Lots of talk on tracking in the math world right now, and I’ve enjoyed following along with the comments on this recent NCTM President’s Message from Robert Berry and this blog post by Michael Pershan, as well as the conversation on Twitter (for instance, here).
In the comments linked above, many people make an argument along the lines of, “but what about the gifted/smart/advanced students?” Tracking is the status quo, and these are the students who many perceive would be affected by a change. They argue that ending tracking will reduce opportunity for a certain group of students, labeled as more able than others. They argue that these students will be less challenged, will love math less, and will struggle to be engaged in the typical heterogeneous class. For more detail, check out the comments and conversation in the links above — there are many compelling arguments, from the perspectives of educators, parents, and former students.
Here’s a thought experiment. What if, instead of a world where tracking is the norm and NCTM is advocating to end it, we imagine a world where there is no tracking, and someone is advocating to institute grouping students into classes by perceived ability? What might people say if heterogeneous classes were the status quo, and we argued to change that?

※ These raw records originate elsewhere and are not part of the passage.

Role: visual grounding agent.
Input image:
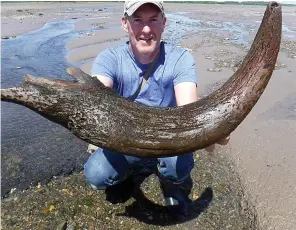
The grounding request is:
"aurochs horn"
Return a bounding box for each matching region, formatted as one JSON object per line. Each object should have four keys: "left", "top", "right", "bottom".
{"left": 1, "top": 2, "right": 282, "bottom": 157}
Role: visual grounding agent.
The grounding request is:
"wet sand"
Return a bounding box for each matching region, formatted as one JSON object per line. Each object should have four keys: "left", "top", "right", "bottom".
{"left": 1, "top": 2, "right": 296, "bottom": 230}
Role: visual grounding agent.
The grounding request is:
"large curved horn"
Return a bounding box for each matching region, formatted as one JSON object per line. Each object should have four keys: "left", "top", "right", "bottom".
{"left": 1, "top": 2, "right": 282, "bottom": 157}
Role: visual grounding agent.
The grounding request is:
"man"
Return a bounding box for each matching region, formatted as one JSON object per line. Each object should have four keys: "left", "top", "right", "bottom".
{"left": 84, "top": 1, "right": 230, "bottom": 218}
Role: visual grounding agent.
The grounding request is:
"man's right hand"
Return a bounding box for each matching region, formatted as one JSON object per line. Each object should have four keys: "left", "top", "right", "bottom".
{"left": 205, "top": 135, "right": 230, "bottom": 152}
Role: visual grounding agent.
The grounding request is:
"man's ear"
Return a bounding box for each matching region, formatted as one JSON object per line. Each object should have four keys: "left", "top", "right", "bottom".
{"left": 162, "top": 16, "right": 167, "bottom": 32}
{"left": 121, "top": 16, "right": 128, "bottom": 32}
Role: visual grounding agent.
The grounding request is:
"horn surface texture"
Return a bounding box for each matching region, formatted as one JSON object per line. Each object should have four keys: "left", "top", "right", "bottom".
{"left": 1, "top": 2, "right": 282, "bottom": 157}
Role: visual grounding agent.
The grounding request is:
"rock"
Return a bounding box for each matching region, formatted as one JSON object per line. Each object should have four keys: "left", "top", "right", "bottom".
{"left": 56, "top": 221, "right": 67, "bottom": 230}
{"left": 184, "top": 47, "right": 192, "bottom": 52}
{"left": 207, "top": 68, "right": 222, "bottom": 72}
{"left": 87, "top": 144, "right": 98, "bottom": 154}
{"left": 66, "top": 224, "right": 75, "bottom": 230}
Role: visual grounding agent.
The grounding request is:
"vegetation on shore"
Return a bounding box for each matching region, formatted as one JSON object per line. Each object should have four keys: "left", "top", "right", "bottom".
{"left": 167, "top": 1, "right": 295, "bottom": 6}
{"left": 1, "top": 1, "right": 295, "bottom": 7}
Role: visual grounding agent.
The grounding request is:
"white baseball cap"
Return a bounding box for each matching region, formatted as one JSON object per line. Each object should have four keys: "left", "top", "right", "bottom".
{"left": 124, "top": 1, "right": 164, "bottom": 16}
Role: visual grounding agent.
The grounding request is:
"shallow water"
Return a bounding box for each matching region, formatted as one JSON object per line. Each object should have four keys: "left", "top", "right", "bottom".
{"left": 1, "top": 19, "right": 89, "bottom": 197}
{"left": 1, "top": 20, "right": 78, "bottom": 88}
{"left": 165, "top": 12, "right": 257, "bottom": 46}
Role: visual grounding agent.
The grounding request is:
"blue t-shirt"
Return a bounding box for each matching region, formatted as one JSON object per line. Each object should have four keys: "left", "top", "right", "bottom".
{"left": 92, "top": 41, "right": 197, "bottom": 107}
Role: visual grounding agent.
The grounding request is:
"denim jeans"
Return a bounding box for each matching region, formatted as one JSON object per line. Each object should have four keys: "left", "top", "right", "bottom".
{"left": 84, "top": 148, "right": 194, "bottom": 189}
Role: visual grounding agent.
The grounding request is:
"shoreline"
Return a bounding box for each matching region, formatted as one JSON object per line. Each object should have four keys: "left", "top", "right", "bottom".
{"left": 1, "top": 2, "right": 296, "bottom": 230}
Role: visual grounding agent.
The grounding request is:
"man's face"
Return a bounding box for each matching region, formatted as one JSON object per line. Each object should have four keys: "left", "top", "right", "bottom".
{"left": 122, "top": 3, "right": 166, "bottom": 56}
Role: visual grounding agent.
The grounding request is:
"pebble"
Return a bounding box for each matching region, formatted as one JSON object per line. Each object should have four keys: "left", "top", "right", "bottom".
{"left": 184, "top": 47, "right": 192, "bottom": 52}
{"left": 207, "top": 68, "right": 222, "bottom": 72}
{"left": 56, "top": 221, "right": 67, "bottom": 230}
{"left": 66, "top": 224, "right": 75, "bottom": 230}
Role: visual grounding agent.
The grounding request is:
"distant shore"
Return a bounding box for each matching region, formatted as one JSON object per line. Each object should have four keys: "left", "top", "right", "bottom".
{"left": 1, "top": 1, "right": 296, "bottom": 6}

Here’s an argument I might make:
What about the students who won’t be selected for a higher track? They’ll be pushed into low-level classes taught by less qualified teachers, they’ll interpret tracking as a message that they are less “smart” (likely based on standardized tests), and they’ll be segregated based on those messages, undermining community as entire classes come to believe they’re not mathematically capable. Given the way that academic ability is currently assessed, tracking will create a system of de facto segregation based on race and class, exacerbating differential access to the type of education that young people need to be full citizens in their country. And as tracking spreads, opportunity will be hoarded by families who know how to manipulate the system and buy advantages for their children, whether through private tutoring or pressure on their schools. All of this will limit the mathematical trajectories of many students, often before they’ve hit puberty.
In this alternate world, where tracking is a change to the status quo, what would you advocate for to better support all students?